Los precios al consumidor de Estados Unidos subieron menos de lo previsto en agosto, debido a que los aumentos en la gasolina y los alquileres fueron contrarrestados por menores costos de la atención médica y la indumentaria, mientras que las presiones inflacionarias subyacentes también parecían desacelerarse.

A pesar de los moderados incrementos en los precios al consumidor del mes pasado, la inflación seguiría respaldada por un mercado laboral cada vez más fuerte y un crecimiento económico sólido.

La fuerza del mercado laboral se vio reforzada por otros datos que mostraron también el jueves que la cantidad de estadounidenses que pidieron beneficios estatales por desempleo cayó la semana pasada a cerca de un mínimo en 49 años.
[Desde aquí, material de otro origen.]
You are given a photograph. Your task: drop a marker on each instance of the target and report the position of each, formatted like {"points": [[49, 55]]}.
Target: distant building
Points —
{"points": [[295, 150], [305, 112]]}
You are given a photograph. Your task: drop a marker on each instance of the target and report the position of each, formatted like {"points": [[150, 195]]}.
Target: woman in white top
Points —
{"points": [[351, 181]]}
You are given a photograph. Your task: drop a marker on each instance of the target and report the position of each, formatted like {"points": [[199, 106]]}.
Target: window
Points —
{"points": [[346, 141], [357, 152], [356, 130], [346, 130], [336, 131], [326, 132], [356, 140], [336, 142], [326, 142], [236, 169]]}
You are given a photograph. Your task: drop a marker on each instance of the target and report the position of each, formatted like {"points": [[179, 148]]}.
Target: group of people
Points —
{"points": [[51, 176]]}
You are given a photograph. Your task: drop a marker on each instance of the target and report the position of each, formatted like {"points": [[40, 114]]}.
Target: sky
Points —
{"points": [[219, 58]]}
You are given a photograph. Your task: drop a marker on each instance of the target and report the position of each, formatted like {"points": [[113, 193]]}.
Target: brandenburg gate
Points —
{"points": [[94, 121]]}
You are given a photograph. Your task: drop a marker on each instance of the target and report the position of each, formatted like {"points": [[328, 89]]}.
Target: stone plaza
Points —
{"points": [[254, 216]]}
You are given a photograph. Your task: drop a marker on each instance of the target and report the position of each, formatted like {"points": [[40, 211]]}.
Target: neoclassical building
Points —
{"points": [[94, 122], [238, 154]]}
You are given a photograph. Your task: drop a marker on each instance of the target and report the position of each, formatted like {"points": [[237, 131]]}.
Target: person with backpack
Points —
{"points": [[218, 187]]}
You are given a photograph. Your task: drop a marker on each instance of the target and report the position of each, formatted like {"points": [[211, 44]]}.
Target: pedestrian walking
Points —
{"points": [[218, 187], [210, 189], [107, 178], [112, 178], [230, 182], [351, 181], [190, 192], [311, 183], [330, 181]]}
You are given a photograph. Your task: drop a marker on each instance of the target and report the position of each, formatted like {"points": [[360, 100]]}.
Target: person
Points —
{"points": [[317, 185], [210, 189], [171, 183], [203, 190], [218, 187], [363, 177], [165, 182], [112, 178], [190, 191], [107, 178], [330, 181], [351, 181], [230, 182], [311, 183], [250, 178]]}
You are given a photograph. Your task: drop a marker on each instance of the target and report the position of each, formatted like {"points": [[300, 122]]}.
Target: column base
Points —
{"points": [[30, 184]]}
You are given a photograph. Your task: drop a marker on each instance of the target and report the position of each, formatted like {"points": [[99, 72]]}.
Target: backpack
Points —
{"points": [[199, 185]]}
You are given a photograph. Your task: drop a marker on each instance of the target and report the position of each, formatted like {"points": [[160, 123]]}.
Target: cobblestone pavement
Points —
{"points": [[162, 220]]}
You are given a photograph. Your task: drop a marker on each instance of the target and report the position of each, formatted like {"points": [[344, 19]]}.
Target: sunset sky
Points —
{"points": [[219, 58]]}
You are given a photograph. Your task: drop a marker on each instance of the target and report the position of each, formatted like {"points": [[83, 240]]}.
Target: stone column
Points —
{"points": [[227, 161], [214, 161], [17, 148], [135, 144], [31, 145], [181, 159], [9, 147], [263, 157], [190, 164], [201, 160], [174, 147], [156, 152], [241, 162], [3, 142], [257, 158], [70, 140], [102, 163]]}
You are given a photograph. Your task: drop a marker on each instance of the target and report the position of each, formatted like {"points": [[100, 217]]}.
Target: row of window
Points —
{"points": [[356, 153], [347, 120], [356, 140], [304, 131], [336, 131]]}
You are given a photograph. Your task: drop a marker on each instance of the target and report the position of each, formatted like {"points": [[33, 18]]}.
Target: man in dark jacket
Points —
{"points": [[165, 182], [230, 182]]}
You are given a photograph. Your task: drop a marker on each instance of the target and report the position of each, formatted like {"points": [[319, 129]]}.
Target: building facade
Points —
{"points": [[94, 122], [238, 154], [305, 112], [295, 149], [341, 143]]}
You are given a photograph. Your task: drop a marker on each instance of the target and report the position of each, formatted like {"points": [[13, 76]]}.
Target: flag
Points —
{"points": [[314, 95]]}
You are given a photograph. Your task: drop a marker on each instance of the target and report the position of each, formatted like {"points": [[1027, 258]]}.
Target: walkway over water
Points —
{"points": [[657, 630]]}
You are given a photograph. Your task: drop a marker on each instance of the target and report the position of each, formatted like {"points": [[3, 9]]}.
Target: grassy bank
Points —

“No hay razón para sospechar que el aumento más débil en los precios al consumidor en agosto es el inicio de otra caída como la que vimos a principios del 2017”, dijo Paul Ashworth, economista en jefe de Estados Unidos en Capital Economics en Toronto.

“Con las condiciones del mercado laboral apretadas, la aceleración de los salarios y los precios de los insumos impulsados por las restricciones de capacidad y los aranceles recientemente impuestos, hay una gran presión al alza sobre los precios”, añadió.

El Índice de Precios al Consumidor aumentó 0.2% el mes pasado luego de un avance similar en julio. En los 12 meses hasta agosto, el IPC subió 2.7%, desde 2.9% de julio.

Excluyendo los componentes volátiles de alimentos y energía, el IPC avanzó 0.1 por ciento. El llamado IPC subyacente había aumentado en 0.2% durante tres meses consecutivos. Economistas encuestados por Reuters habían pronosticado alzas de 0.3% en el IPC y de 0.2% en el índice de precios subyacente para agosto.

En la medición anual a agosto, el IPC subyacente subió a 2.2%, tras acelerarse 2.4% en julio.

El reporte de inflación probablemente no cambiará las expectativas de que la Reserva Federal suba las tasas de interés en su reunión de política del 25 y 26 de septiembre. El banco central estadounidense ya aumentó las tasas dos veces este año.

El mes pasado, los precios de la gasolina repuntaron 3.0% luego de caer 0.6% en julio. Los costos de los alimentos subieron 0.1%, igual que el mes previo. Los precios de los servicios médicos bajaron 0.2% en agosto y los de la indumentaria se hundieron 1.6%, su mayor caída desde 1949.

El Departamento de Trabajo indicó también que los pedidos iniciales de beneficios estatales por desempleo cayeron en 1,000, a una cifra desestacionalizada de 204,000, en la semana que terminó el 8 de septiembre, la lectura más baja desde diciembre de 1969.